Algunos, simplemente, decidieron —por prudencia o por dignidad— tomar distancia, observar antes de juzgar, o incluso atreverse a preguntar al otro lado, sabiendo que hacerlo podía costarles amistades, reputación o tranquilidad. Otros resistieron de forma más callada, respetando a través del silencio, conscientes de que a veces callar es una forma de cuidar la verdad. Y entre ellos, algunos optaron por una forma de respuesta distinta: no ceder ante la presión y esquivar, con serenidad, los procesos de limitación.
Aprendimos que resistir no siempre significa enfrentarse; a veces basta con permanecer en pie, sin gritar, sin seguir la consigna, sin rendirse al rebaño. Son los que saben que no hay izquierda ni derecha en el terrorismo, que Israel tiene derecho a existir, a defenderse y a equivocarse —como cualquier país—, pero que los zombis no toleran los matices. Ellos solo distinguen entre “buenos o genocidas”.
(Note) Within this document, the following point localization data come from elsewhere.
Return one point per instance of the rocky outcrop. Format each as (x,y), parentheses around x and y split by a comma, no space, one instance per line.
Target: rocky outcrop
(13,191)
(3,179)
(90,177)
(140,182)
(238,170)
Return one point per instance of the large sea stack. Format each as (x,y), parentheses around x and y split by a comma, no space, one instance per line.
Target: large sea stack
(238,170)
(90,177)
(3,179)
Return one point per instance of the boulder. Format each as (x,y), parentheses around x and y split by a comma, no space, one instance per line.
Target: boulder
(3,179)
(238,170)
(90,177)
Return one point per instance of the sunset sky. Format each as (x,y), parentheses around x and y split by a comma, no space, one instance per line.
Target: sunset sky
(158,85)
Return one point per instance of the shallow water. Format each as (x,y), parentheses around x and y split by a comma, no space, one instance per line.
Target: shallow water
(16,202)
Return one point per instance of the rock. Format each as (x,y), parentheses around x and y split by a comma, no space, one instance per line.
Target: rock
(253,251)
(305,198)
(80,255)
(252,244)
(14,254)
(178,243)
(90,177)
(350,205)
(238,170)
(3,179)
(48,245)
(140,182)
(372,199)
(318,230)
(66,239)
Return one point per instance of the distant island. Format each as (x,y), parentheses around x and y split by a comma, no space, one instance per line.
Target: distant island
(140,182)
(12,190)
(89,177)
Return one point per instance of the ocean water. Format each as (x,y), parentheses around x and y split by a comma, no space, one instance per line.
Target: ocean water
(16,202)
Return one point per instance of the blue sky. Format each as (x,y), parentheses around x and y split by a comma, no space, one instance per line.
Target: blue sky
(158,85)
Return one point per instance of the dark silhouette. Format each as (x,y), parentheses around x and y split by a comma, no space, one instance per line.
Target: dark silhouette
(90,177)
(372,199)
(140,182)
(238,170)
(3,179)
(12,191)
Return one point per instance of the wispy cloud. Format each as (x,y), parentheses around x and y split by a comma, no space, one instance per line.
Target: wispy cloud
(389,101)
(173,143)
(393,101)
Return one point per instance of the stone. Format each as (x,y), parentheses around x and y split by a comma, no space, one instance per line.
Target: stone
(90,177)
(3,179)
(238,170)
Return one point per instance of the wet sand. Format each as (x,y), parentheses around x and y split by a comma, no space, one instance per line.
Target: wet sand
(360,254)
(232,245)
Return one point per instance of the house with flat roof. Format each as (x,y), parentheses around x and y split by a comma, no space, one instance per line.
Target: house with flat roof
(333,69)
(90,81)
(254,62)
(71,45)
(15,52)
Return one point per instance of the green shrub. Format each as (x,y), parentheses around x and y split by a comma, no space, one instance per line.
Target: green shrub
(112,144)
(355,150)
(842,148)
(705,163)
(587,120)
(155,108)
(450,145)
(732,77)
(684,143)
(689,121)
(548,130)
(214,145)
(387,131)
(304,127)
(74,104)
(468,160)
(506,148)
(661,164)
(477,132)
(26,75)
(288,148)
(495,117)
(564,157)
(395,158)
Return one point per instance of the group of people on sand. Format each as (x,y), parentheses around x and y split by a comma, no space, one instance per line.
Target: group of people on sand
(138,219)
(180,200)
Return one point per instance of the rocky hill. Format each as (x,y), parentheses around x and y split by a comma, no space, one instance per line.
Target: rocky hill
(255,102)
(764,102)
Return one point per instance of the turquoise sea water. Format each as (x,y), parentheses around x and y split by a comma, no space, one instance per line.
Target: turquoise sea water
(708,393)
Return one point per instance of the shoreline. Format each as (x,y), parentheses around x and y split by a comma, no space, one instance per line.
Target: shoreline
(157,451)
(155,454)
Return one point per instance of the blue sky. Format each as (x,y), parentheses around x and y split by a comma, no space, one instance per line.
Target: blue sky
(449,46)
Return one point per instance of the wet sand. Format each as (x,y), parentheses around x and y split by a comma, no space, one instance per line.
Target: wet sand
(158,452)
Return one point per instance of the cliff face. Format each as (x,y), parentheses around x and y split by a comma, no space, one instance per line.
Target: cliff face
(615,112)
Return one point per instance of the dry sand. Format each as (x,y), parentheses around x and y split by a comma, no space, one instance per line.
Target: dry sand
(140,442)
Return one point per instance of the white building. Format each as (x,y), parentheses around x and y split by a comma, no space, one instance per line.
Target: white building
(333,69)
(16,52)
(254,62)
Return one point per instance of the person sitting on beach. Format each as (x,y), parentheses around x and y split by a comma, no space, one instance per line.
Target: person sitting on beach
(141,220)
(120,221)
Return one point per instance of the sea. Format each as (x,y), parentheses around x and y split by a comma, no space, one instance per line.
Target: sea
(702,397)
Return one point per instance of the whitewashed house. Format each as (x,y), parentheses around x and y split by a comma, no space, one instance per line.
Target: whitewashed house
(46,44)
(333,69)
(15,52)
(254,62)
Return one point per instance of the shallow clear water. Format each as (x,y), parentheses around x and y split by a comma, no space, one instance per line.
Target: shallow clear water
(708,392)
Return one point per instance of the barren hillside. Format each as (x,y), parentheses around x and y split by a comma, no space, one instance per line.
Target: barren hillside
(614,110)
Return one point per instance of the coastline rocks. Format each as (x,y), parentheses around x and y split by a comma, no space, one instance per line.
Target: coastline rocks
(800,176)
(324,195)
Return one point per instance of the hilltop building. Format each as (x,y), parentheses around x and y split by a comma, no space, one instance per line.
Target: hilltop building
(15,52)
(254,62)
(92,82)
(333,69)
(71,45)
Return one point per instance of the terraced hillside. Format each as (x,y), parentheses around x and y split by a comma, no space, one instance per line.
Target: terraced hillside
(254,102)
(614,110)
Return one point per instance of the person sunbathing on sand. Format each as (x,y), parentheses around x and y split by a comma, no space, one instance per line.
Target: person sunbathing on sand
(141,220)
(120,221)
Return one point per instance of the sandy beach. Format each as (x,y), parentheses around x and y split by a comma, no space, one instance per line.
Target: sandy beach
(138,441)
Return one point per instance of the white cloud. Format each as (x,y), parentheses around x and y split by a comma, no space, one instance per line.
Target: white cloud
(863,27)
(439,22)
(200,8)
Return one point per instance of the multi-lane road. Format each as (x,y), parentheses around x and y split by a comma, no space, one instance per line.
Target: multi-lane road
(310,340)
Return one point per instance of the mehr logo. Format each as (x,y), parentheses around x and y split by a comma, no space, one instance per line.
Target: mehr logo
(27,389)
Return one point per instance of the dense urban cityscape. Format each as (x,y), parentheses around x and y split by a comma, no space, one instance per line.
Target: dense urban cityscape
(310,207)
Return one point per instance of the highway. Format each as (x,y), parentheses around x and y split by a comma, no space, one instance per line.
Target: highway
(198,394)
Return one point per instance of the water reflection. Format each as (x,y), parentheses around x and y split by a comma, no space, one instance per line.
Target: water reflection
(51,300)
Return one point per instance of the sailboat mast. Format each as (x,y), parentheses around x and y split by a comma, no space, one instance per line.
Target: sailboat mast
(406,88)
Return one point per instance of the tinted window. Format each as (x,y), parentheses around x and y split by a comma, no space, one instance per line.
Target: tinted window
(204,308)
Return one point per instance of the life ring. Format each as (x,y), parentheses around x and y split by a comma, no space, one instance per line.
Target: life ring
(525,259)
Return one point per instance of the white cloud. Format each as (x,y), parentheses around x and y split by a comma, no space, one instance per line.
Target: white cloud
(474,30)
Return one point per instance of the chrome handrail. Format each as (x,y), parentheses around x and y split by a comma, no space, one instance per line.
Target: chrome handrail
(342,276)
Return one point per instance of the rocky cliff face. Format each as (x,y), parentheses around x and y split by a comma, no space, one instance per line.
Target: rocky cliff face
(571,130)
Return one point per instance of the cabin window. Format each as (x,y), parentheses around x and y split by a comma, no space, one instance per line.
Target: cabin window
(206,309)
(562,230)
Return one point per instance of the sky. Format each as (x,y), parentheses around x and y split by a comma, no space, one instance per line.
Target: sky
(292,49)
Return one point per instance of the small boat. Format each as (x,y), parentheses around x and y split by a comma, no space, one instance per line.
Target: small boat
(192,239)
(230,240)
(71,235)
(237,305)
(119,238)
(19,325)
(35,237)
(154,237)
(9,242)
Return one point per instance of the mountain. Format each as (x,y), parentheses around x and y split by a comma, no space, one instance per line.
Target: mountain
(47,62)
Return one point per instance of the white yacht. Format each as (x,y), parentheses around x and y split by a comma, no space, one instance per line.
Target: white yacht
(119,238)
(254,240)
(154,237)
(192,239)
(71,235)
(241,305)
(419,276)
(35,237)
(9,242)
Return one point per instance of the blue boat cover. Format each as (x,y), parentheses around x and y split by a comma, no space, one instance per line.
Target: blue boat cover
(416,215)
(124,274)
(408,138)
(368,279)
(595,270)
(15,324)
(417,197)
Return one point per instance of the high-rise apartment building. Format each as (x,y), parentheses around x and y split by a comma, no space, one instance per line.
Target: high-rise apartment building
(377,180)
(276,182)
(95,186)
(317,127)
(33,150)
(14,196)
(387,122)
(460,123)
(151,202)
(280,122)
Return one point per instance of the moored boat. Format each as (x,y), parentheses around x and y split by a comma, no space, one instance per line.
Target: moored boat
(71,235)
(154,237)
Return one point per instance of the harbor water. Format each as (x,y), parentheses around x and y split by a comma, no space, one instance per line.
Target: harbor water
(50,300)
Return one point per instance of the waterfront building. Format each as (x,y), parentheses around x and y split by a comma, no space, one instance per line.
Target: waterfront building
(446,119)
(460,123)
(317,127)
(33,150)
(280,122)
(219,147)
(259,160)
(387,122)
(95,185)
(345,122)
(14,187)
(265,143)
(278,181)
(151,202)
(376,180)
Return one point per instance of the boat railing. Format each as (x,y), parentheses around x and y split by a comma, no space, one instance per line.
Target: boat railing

En el fondo, el antisionismo se ha convertido en la religión civil de la izquierda europea. Tiene sus santos (los mártires palestinos), sus demonios (el judío con kippá y cuenta bancaria), sus liturgias (las flotillas, las huelgas simbólicas, las exposiciones de arte activista), y sus herejes: los judíos que piensan por sí mismos. Los zombis no buscan justicia, buscan absolución. Y nada limpia mejor la conciencia que odiar a Israel desde una terraza en Lavapiés.
Cómo resolver la epidemia
A veces, los pueblos enferman de ruido. No por maldad, sino por exceso de voces que repiten consignas hasta que la razón se apaga. En esos momentos, el remedio no es la furia ni la réplica, sino el silencio interior: la ataraxia. Los filósofos de la antigüedad la entendían como la serenidad del alma que no se deja arrastrar por la tormenta exterior; una calma que no nace de la indiferencia, sino del discernimiento. La ataraxia no es renuncia ni fuga: es presencia sin agitación, claridad sin ira.
Es el espacio donde el pensamiento recupera su temperatura humana y el juicio vuelve a respirar. Solo desde esa quietud puede un pueblo volver a escucharse. Solo cuando los focos se apagan y el alma colectiva se calma, la verdad empieza a filtrarse de nuevo, como la luz del amanecer tras una larga tormenta. El texto no busca culpables, sino comprensión: reconocer que todos —zombis y no zombis— seguimos siendo humanos, necesitados de escucha, de ternura y de diálogo. Con amor, con paciencia y con la esperanza de que un día España recupere su sosiego, su risa y su mirada abierta al mundo.